Quatro dias depois da festa, Wajngarten subiu de posto dentro do Ministério das Comunicações: na quinta-feira 5, deixou a secretaria executiva e foi nomeado por Bolsonaro como secretário especial de Comunicação Social, com o apoio de Faria. O senador Flávio Bolsonaro (Republicanos-RJ) foi outro que também esteve na comemoração, ao lado da mulher Fernanda. O filho 01 do presidente deixou a ilha de Fernando de Noronha, onde passaria o feriado com passagens pagas pelo Senado, em um jatinho particular, apenas para comemorar o aniversário do publicitário na praia paulista.

As cenas do evento foram registradas nas mídias sociais com riqueza de detalhes, a partir, sobretudo, das imagens postadas pelo músico no Instagram. Foi um show de irresponsabilidade: ninguém na casa de Wajngarten respeitou as regras de combate à pandemia, como o uso de máscaras e o distanciamento social. O publicitário aparece cantando “A moça do aeroporto”, uma das principais músicas de Zé Cassiano, acompanhado por Felipe Mello, jogador do Palmeiras e bolsonarista confesso, sem demonstrar qualquer preocupação. Wajngarten fez questão também de abraçar os convidados e registrar selfies, todo mundo sem máscaras. Os brindes que comemoravam o aniversário do publicitário pareciam esquecer a catástrofe sanitária que atinge o País, onde mais de 160 mil brasileiros já morreram em decorrência da pandemia.

Insensibilidade

Enquanto Wajngarten e seus comensais festejavam, menosprezando dores alheias de milhares de brasileiros, somente naquele final da tarde e início de noite de domingo, o Ministério da Saúde divulgava que 190 pessoas haviam perdido a vida no país devido à doença. Na sexta-feira, 30, enquanto o publicitário bolsonarista ainda organizava os detalhes da sinistra balada, os órgãos do governo apontavam que 508 pessoas haviam morrido em decorrência da doença em todo o país, mas nada disso o sensibilizou – ou a qualquer um dos convidados. Ao mesmo tempo em que a festa corria solta, o ministro da Saúde, Eduardo Pazuello, voltava a ser internado em Brasília em decorrência de complicações da Covid. Pazuello chegou a ter alta, mas no domingo teve de voltar a dar entrada no Hospital das Forças Armadas em Brasília, Distrito Federal, para continuar o tratamento contra a doença. Ele só deixou o hospital na terça-feira, 3.

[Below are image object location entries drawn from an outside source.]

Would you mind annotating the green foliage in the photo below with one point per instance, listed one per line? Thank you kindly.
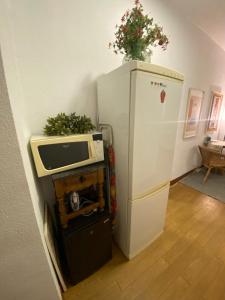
(64, 124)
(136, 33)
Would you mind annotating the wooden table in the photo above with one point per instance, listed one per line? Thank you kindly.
(217, 144)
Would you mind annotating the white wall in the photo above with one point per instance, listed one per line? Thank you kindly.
(54, 50)
(61, 48)
(24, 267)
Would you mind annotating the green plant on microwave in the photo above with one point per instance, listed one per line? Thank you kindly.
(64, 124)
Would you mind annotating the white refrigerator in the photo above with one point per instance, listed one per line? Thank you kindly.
(141, 102)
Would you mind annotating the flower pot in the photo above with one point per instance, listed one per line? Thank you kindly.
(146, 57)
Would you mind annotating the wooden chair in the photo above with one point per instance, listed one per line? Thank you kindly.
(211, 159)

Há pouco mais de sete meses, o próprio organizador da festa esteve internado em um hospital de São Paulo, vítima da Covid-19. Talvez por isso tenha se sentido imune à uma eventual contaminação, assim como os ministros Fábio Faria e Jorge Oliveira, que também já foram infectados. Os demais convidados, no entanto, certamente não estavam à salvo – pelo menos não como imaginavam.

Wajngarten foi contaminado após uma viagem aos Estados Unidos, em março, onde Bolsonaro manteve encontros com o presidente Donald Trump. Após a viagem à Flórida, 23 auxiliares do presidente brasileiro foram acometidos pelo vírus.

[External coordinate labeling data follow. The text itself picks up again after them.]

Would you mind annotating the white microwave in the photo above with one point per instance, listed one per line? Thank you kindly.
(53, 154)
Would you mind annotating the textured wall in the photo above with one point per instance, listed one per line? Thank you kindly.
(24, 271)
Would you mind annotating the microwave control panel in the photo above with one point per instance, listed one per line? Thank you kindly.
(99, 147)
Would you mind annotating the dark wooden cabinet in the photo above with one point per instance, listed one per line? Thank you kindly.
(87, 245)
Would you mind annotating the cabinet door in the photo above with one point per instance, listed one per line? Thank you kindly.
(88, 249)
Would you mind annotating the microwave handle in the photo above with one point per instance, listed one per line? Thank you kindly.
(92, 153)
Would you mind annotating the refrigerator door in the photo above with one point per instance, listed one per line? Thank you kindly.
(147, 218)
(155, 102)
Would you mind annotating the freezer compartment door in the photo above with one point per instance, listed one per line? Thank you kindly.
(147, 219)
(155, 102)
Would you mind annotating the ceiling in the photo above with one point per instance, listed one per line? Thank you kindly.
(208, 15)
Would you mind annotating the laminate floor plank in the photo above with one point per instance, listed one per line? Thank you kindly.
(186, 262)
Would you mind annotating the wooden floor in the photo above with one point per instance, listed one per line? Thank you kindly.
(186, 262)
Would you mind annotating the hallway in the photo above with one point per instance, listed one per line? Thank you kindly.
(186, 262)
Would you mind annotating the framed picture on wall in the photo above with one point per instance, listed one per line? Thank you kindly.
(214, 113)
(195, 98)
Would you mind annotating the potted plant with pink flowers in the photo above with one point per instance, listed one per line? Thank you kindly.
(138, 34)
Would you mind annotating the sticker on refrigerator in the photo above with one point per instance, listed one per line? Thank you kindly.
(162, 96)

A balada da insensatez repercutiu em Brasília. “Comemorando o quê? Os mortos da pandemia? É lamentável o mau exemplo que os governantes dão ao país. É impressionante quanto eles não conseguem respeitar a dor do povo”, criticou a deputada Jandira Feghali (PCdoB-RJ), que é médica. O desrespeito aos riscos de contaminação tem sido disseminado para além das festas nababescas, transformando o entorno presidencial em uma arena de irregularidades sanitárias. Nesse cenário, Wajngarten se empenha em ganhar protagonismo. Foi o que ocorreu, por exemplo, na tarde da última terça-feira 3, quando o publicitário participou de uma reunião com o chefe Fábio Faria e os ministros Tarcísio Freitas (Infraestrutura) e Ricardo Salles (Meio Ambiente), além do presidente Bolsonaro. Nenhum deles usou máscaras ou demonstrou qualquer preocupação com a tragédia que atinge o País. O negacionismo é uma das marcas registradas de um governo que prefere não acreditar na gravidade da pandemia.